Levantam-se hoje questões a respeito da validade do socialismo, do comunismo, do pensamento de Marx, da organização partidária leninista, ao mesmo tempo em que uma ofensiva imperialista sem limites parece indicar que chegamos à barbárie. O livro de Astrojildo não só nos ajuda a refletir sobre tais questões – a partir da análise crítica da formação de um partido comunista, o PCB – como indica que o comunismo continua a ser um caminho válido para a humanidade.

A história da formação do PCB mostra-nos como conviveram no Brasil o entusiasmo revolucionário e a carência teórica, a falta de cultura política. Nas palavras de Astrojildo, éramos “pequenos grupos de propaganda, menos de cem pessoas espalhadas por várias regiões do país, gente pobre, obscura, tolhida por mil dificuldades, a começar por sua interpretação teórica. Mas o partido vingou”.

Essa é uma questão que julgo importante para um balanço crítico-revolucionário de nossa atuação partidária. Ajuda-nos a não cair numa crítica simplista que apenas aponta os erros daqueles pioneiros, e sim a entender nossa origem – com todas as suas deficiências, as imensas dificuldades que os revolucionários encontraram para se organizar, sua luta diária pela organização e unidade do movimento operário numa sociedade sem tradição de organização e brutalmente repressora.

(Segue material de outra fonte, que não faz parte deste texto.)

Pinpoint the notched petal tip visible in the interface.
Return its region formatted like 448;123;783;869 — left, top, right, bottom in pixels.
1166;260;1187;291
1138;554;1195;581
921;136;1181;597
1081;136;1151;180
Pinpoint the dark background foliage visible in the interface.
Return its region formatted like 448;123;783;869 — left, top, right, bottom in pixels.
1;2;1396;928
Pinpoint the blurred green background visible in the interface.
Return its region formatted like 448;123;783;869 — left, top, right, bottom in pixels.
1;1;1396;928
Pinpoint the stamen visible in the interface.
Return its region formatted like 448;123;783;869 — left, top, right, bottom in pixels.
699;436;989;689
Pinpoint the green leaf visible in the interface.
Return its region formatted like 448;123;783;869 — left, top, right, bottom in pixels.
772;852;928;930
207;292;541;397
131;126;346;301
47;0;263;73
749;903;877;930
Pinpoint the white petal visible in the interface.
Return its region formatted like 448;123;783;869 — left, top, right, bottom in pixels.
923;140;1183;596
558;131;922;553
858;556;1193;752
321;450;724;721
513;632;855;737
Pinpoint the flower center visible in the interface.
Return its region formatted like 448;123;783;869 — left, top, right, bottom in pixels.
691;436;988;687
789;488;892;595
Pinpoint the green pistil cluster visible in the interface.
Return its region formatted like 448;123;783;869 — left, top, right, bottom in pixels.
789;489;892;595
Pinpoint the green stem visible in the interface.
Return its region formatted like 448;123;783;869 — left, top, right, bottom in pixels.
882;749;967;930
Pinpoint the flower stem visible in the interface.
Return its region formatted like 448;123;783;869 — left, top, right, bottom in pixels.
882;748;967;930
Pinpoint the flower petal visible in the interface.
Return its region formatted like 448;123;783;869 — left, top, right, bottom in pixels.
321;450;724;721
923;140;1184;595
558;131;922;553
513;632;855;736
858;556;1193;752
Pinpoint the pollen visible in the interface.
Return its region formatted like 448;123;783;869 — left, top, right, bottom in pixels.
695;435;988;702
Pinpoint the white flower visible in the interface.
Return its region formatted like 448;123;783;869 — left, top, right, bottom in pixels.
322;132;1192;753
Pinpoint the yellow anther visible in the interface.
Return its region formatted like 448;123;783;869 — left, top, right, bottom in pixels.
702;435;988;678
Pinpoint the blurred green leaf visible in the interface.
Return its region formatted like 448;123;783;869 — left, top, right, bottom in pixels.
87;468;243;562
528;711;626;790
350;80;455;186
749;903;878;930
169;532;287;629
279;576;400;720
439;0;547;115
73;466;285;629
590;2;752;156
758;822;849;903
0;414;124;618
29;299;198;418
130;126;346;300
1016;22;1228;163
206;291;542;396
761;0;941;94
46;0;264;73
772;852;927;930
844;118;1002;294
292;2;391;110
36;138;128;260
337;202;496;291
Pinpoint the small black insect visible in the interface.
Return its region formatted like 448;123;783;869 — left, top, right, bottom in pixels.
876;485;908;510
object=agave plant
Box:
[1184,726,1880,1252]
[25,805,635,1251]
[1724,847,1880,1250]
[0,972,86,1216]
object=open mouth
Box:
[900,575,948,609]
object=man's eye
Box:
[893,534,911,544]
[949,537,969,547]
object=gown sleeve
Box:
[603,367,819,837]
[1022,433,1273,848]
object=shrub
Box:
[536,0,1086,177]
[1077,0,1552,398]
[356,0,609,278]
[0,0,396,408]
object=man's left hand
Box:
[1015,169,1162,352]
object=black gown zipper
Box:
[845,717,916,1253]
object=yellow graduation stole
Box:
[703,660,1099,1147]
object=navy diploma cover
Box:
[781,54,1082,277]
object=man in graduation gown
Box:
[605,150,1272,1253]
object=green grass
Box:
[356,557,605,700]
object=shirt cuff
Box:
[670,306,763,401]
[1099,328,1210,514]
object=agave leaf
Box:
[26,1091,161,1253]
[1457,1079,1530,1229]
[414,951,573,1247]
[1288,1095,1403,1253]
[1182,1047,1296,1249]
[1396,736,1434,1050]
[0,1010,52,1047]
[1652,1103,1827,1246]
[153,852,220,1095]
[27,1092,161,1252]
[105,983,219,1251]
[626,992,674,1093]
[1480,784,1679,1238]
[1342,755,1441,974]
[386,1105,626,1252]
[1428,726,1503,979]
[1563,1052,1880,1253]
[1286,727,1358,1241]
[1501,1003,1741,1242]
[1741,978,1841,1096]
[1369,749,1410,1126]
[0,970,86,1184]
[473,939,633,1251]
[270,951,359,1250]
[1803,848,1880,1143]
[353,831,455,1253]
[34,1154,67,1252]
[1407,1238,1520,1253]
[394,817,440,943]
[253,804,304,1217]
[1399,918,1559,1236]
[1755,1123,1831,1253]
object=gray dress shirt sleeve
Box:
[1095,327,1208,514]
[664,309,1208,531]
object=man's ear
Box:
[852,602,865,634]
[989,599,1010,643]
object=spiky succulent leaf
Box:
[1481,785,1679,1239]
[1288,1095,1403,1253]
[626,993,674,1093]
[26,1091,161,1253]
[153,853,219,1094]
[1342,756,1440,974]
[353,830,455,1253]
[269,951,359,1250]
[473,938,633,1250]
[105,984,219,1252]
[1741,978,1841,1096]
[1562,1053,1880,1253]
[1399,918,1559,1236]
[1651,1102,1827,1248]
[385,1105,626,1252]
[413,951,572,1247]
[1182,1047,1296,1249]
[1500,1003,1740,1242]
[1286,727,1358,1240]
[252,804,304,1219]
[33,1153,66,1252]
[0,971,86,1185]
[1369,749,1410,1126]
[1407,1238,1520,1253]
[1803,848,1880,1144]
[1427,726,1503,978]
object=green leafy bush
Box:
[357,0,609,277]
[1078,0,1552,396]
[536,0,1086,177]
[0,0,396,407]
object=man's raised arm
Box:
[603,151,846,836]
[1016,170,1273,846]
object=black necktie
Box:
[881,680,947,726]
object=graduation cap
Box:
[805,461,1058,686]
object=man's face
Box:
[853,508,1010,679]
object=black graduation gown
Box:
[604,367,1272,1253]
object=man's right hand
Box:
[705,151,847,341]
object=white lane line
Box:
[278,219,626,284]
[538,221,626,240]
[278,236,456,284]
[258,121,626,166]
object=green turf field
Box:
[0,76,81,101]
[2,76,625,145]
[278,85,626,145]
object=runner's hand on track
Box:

Penso que o livro de Astrojildo Pereira tenha se originado quando, em 1961, foi criada uma comissão para escrever a história do partido, a ser lançada  nas comemorações de seus 40 anos, em 1962. A comissão reuniu-se uma só vez e não foi adiante. Dela faziam parte Astrojildo, Mário Alves, Apolônio de Carvalho, Renato Guimarães e eu.

Chama a atenção o fato de Astrojildo dar-se conta da dificuldade de escrever sozinho uma história do PCB, e sua compreensão metodológica e historiográfica.

Acreditamos que o melhor que se pode fazer, desde já, como contribuição útil, necessária e relativamente fácil, é a elaboração de monografias sobre determinados períodos da vida do Partido (e bem assim sobre o movimento sindical e outros movimentos de massa), coletâneas de documentos, depoimentos pessoais, memórias, reportagens etc. Contribuição igualmente possível será a publicação de ensaios parciais ou gerais sobre a história do Partido, tentativas provisórias de interpretação e síntese. A história propriamente dita virá a seu tempo, como contribuição científica resultante da reelaboração de todos esses trabalhos prévios .

O PCB organizou-se a partir da parte mais combativa do movimento operário, o anarquismo sindicalista revolucionário. Foram os anarquistas os responsáveis pelos três primeiros congressos operários (1906, 1913 e 1920), pela criação da Confederação Operária Brasileira (COB), pela numerosa e combativa imprensa operária, da qual Astrojildo Pereira foi um expoente, pelas greves revolucionárias do período, em especial as de 1917 a 1920.

A Revolução Russa de 1917 empolgou o movimento operário revolucionário do Brasil (os anarquistas ainda não tinham divergências com ela). Decorrente desse entusiasmo, em novembro de 1918 houve uma tentativa de movimento insurrecional, no qual estavam envolvidos “(…) vários sindicatos operários, à frente dos quais o dos operários em fábricas de tecidos, abrangendo igualmente fábricas de localidades vizinhas, situadas no Estado do Rio. Em muitas dessas fábricas se travaram violentos conflitos provocados pela policia, com mortes de lado a lado. Duras lutas de rua assinalaram também o início do movimento na tarde daquele dia. O movimento malogrou-se devido a desastrosas falhas de organização, mas serviu para pôr à prova o agudo espírito de combatividade revolucionária de que os trabalhadores se achavam possuídos” .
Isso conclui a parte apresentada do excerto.